I am sitting in front of a CCR1072 (1000MHz clocked), running on ROS 6.49.13 which is used a company edge-router. With around 120 firewall-rules (in different chains), 50 NAT-rules, 130 Mangle-rules, 220 routes, 200 Simple-Queues and 1 Bridge with 40 VLANs. But I would say one third of everything is disabled (until needed).
This device is able to push routed (VLANx to VLANy) around 280-300Mbit/sec through a TCP-single-stream connection. Tested with different performance-tools, everytime same results. Because I have no reference, is this an acceptable value for such a configuration and device? This table: https://mikrotik.com/product/CCR1072-1G-8Splus#fndtn-testresults is not very helpful, because it shows with 512byte and 25 IP-Firewall-Filter rules, its able to do 20691 Mbps. But in real world, devices are way more complex configured than 25 firewall rules.
On the CCRs single stream = single core. And the TILE cores aren’t very fast; the CCR1072 just has a lot of them. Dividing the 20691 Mbps by 72 gets you 287 Mbps per core, matching your result. If you want better single stream performance, get something with beefier cores, like a CCR2xxx.
For us we learned the hardway, We are only using 1072 for EDGE routing purposes BGP/OSPF no NAT/Firewall and Queues they are fine, for Access Concentrators we stick for a dozen of 1036 with rule of thumb of 950 customers per 1036 doing NAT and Queue, For some of our PoP with premium customers which we do handover /32 routable public IP is between 1500 to 1700 customers per 1036 with no NAT and Connection Tracking is disabled (Bandwidth Management is in OLT)
We really accept the fact that NAT and Queue is killing 1036 if you give 50,60,70,80 and 100MB plan per customer.
I know this is not the answer of the OP is looking for I just want to share the reality we see in the field
Thats a good point, this correlates with what I see to almost 100%!
Just for clarification, lets say the CCR2216: https://mikrotik.com/product/ccr2216_1g_12xs_2xq#fndtn-testresults
He has a routing perfomace (512byte), 25 Firewall rules of 15552 Mbps (compared to the 20691 Mbps of the CCR1072). This seems not better to me? Or is a (TCP)-single-stream-connection distributed over more cores? Than it would be 15552 Mbps compared to 287 Mbps?

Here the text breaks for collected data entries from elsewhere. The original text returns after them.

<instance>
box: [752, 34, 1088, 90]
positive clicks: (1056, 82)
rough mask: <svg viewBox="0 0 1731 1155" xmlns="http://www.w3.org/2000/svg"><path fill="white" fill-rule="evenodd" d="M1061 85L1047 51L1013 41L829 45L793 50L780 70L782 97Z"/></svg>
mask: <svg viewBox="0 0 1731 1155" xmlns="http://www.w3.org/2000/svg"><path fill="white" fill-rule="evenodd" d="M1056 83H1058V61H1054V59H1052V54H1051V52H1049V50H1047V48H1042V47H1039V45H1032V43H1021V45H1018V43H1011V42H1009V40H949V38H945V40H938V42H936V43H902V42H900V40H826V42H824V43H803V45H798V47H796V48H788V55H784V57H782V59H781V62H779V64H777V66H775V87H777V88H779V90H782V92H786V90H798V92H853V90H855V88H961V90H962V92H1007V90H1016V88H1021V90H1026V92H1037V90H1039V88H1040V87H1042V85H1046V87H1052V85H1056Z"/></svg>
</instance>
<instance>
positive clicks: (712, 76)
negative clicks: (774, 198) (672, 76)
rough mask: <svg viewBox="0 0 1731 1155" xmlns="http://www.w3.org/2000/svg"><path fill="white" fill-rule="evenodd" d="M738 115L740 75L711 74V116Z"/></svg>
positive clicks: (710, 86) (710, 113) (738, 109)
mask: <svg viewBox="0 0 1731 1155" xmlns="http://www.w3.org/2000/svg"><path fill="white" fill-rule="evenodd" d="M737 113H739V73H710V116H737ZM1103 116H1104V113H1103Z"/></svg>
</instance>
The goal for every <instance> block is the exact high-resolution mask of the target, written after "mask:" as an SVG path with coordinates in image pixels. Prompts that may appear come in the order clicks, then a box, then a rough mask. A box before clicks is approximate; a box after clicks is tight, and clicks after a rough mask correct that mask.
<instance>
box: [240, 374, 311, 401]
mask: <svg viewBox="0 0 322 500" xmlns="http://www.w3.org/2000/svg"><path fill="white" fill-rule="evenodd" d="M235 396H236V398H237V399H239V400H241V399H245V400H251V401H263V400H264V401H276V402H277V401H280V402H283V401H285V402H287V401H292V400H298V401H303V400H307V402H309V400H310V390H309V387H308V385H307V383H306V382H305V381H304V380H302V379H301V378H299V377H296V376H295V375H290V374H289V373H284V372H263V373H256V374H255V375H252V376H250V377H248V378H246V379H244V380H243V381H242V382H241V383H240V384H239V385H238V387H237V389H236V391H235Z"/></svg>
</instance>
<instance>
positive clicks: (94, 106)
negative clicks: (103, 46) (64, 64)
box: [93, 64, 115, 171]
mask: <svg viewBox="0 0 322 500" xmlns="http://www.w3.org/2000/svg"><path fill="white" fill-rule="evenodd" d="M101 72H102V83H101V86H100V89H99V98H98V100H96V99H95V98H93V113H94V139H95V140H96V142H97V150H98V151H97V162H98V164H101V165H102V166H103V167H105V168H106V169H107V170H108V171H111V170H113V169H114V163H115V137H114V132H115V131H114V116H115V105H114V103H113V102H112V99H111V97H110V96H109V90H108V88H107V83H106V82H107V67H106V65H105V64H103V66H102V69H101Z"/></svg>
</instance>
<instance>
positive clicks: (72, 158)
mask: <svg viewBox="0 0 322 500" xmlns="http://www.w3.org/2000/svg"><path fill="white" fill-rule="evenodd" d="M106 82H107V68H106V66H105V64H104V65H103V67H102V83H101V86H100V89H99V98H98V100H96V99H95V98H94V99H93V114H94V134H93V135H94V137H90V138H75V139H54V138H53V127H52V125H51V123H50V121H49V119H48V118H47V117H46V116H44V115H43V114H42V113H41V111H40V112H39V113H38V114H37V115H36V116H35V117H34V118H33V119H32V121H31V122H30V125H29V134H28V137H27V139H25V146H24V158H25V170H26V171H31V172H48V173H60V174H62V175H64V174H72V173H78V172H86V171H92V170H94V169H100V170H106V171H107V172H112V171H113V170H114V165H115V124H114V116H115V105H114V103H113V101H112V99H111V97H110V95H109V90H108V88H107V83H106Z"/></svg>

No, it’s still 1 stream = 1 core, AFAIK. But the cores of the 2216 are a lot more powerful (as it has only 16 of them). Looking at the numbers, I’d expect about 1 Gbps per stream for a 2216. So if you have a lot of TCP streams, the 1072 may actually be faster than the 2216 overall. For a small number of ‘elephant streams’, the 2216 wins. And if you have a simple routing setup (which you do not), the 2216 crushes the 1072 because of the L3 HW offload it can do.
I understand, 15552 Mbps / 16 cores = 972 Mbps vs. 287 Mbps.
That would be excellent! I personally consider the 287 Mbps of the 1072 in the mentioned complex confiuration quite good too, I dont complain. But I had no reference, thank you!